Девушка свернула в проулочек меж двух заборов, вихрем выметнулась в другой порядок изб, потом метнулась вправо, огибая уличный колодец, и вдруг точно сквозь землю провалилась. Данька не сразу сообразил, что девушка спрыгнула с обрывчика и скрылась в перелеске, примыкавшем к деревне. Последовал за ней. Остро запахло зрелой, влажной зеленью. Серебристые ноги стремительно мелькали впереди, а темный сарафан сливался с тьмой, царившей среди плотно стоящих стволов. Даньке даже жутковато вдруг сделалось: а путная ли девка его ведет неведомо куда? Рассказывали, на помощь людям порою являлись лесные русалки и, якобы спасая, затаскивали их в такие дебри дремучие, что потом и концов пропавшего человека найти не могли. Залюбливали его лихие девки до смерти! Конечно, русалки предпочитают «спасать» крепких молодых мужиков, желательно красавцев. С Даньки в этом смысле вряд ли будет прок: первое дело, по младости лет, второе – красавцем его вряд ли назовешь, ну а третье…
Он не успел додумать. Девка резко обернулась, блеснула глазами:
– Все! Пришли!
И, низко нагнувшись, нырнула под нависшие ветви. Данька последовал за ней.
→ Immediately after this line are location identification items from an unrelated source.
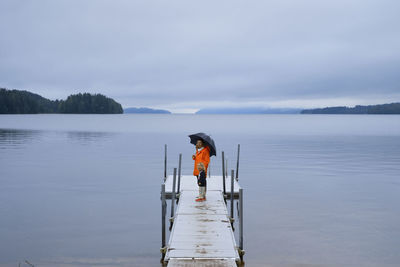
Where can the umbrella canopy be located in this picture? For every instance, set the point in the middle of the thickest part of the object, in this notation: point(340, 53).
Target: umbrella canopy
point(208, 141)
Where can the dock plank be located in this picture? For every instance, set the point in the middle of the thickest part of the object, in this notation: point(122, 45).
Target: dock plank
point(201, 230)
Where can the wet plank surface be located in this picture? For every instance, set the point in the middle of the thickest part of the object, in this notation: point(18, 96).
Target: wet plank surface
point(202, 229)
point(202, 263)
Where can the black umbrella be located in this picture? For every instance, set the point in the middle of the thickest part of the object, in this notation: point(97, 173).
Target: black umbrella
point(207, 140)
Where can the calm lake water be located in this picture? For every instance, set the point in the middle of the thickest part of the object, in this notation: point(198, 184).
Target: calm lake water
point(83, 190)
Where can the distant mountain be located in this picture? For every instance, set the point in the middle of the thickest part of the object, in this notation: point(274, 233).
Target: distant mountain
point(393, 108)
point(146, 110)
point(256, 110)
point(25, 102)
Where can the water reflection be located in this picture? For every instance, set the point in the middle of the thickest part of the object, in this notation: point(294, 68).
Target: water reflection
point(86, 137)
point(17, 139)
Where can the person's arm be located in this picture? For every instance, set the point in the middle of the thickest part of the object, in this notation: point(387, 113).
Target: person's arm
point(206, 157)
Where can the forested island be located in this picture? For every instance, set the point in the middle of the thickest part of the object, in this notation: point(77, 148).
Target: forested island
point(393, 108)
point(145, 111)
point(249, 110)
point(25, 102)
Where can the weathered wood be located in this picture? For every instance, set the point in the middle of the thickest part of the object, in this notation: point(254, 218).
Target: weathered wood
point(201, 230)
point(202, 263)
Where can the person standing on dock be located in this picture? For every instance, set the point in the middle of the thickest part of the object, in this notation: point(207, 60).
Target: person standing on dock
point(201, 181)
point(202, 155)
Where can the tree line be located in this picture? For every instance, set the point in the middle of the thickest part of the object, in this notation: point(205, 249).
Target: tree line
point(393, 108)
point(25, 102)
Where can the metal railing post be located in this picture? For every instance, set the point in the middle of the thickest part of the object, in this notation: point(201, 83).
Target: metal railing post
point(163, 213)
point(173, 200)
point(165, 162)
point(241, 251)
point(232, 192)
point(237, 164)
point(179, 175)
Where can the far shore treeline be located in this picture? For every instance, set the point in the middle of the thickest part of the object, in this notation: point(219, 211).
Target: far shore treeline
point(393, 108)
point(24, 102)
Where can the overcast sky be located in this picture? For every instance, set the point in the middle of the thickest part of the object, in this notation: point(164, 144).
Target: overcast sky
point(185, 55)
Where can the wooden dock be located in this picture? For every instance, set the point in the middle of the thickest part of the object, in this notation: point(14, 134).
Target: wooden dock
point(202, 233)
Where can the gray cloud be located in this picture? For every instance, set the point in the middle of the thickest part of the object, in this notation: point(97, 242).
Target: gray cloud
point(186, 54)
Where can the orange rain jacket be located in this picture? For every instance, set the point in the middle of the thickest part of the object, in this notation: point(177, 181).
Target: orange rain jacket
point(201, 156)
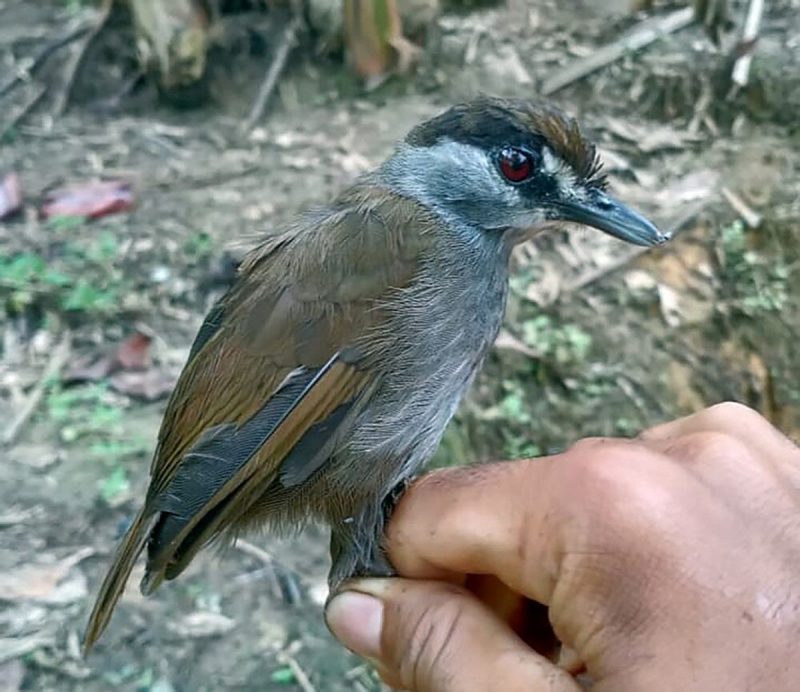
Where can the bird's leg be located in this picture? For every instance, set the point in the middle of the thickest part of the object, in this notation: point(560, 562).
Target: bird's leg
point(357, 542)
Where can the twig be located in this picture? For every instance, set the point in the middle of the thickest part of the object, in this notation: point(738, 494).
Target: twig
point(57, 361)
point(21, 111)
point(647, 32)
point(752, 24)
point(300, 676)
point(275, 68)
point(751, 217)
point(74, 66)
point(601, 272)
point(254, 551)
point(46, 51)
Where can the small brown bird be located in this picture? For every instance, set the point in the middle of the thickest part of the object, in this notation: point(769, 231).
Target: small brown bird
point(326, 375)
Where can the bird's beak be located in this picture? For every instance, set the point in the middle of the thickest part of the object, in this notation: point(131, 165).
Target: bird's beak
point(607, 214)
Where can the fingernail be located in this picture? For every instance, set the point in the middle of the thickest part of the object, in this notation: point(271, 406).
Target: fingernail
point(356, 620)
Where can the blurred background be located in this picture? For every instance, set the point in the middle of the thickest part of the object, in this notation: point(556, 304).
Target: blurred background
point(144, 142)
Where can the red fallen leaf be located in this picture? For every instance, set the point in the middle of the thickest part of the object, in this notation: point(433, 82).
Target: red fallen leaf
point(89, 200)
point(133, 354)
point(10, 195)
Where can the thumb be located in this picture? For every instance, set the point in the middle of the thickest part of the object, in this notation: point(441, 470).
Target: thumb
point(428, 636)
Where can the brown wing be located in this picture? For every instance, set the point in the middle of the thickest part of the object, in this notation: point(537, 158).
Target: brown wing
point(273, 359)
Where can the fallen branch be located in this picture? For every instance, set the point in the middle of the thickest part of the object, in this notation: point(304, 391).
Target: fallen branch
point(275, 69)
point(300, 676)
point(19, 113)
point(648, 31)
point(752, 24)
point(622, 261)
point(57, 361)
point(46, 51)
point(62, 100)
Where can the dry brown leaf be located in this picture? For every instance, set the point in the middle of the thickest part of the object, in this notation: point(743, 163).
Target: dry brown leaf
point(202, 624)
point(150, 385)
point(55, 583)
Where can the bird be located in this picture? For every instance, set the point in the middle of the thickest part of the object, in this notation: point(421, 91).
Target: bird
point(323, 379)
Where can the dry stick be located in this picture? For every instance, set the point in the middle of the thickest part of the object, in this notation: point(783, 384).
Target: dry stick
point(601, 272)
point(21, 112)
point(752, 24)
point(647, 32)
point(62, 100)
point(57, 361)
point(275, 69)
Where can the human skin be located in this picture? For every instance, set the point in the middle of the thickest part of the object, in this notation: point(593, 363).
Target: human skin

Тут уж царила вовсе кромешная тьма, но горячая рука вцепилась в его запястье, потянула, указывая направление, голос неразборчиво вымолвил:
– Теперь не найдут! – И она затихла рядом, переводя дыхание.
Данька тоже выталкивал из себя заполошные выдохи, жадно глотал воздух, пытаясь различить запахи. Сначала он ничего не видел, только нюхом чуял. Пахло кисло – сыростью, почему-то ржаным несвежим хлебом и, такое ощущение, прокисшей кашей. Вообще дух был неприятный, тревожный, Данька никак не мог понять, что в нем такое, но вдруг осенило: да ведь здесь пахнет кровью! Застарелый кровавый запах – вот что властвует над всем!
Данька напрягся, стараясь заставить глаза побыстрее привыкнуть к темноте. Страх, который пропал было, развеялся с ветром стремительного бегства, вернулся, снова зашарил ледяными пальцами по шее и спине.
Постепенно глаза начинали видеть. Данька понял, что стоит в каком-то балагане – вроде бы дощатом, потолок настолько низок, что и он, и девушка, которая была с Данькою примерно одного роста, только-только не касались его макушками.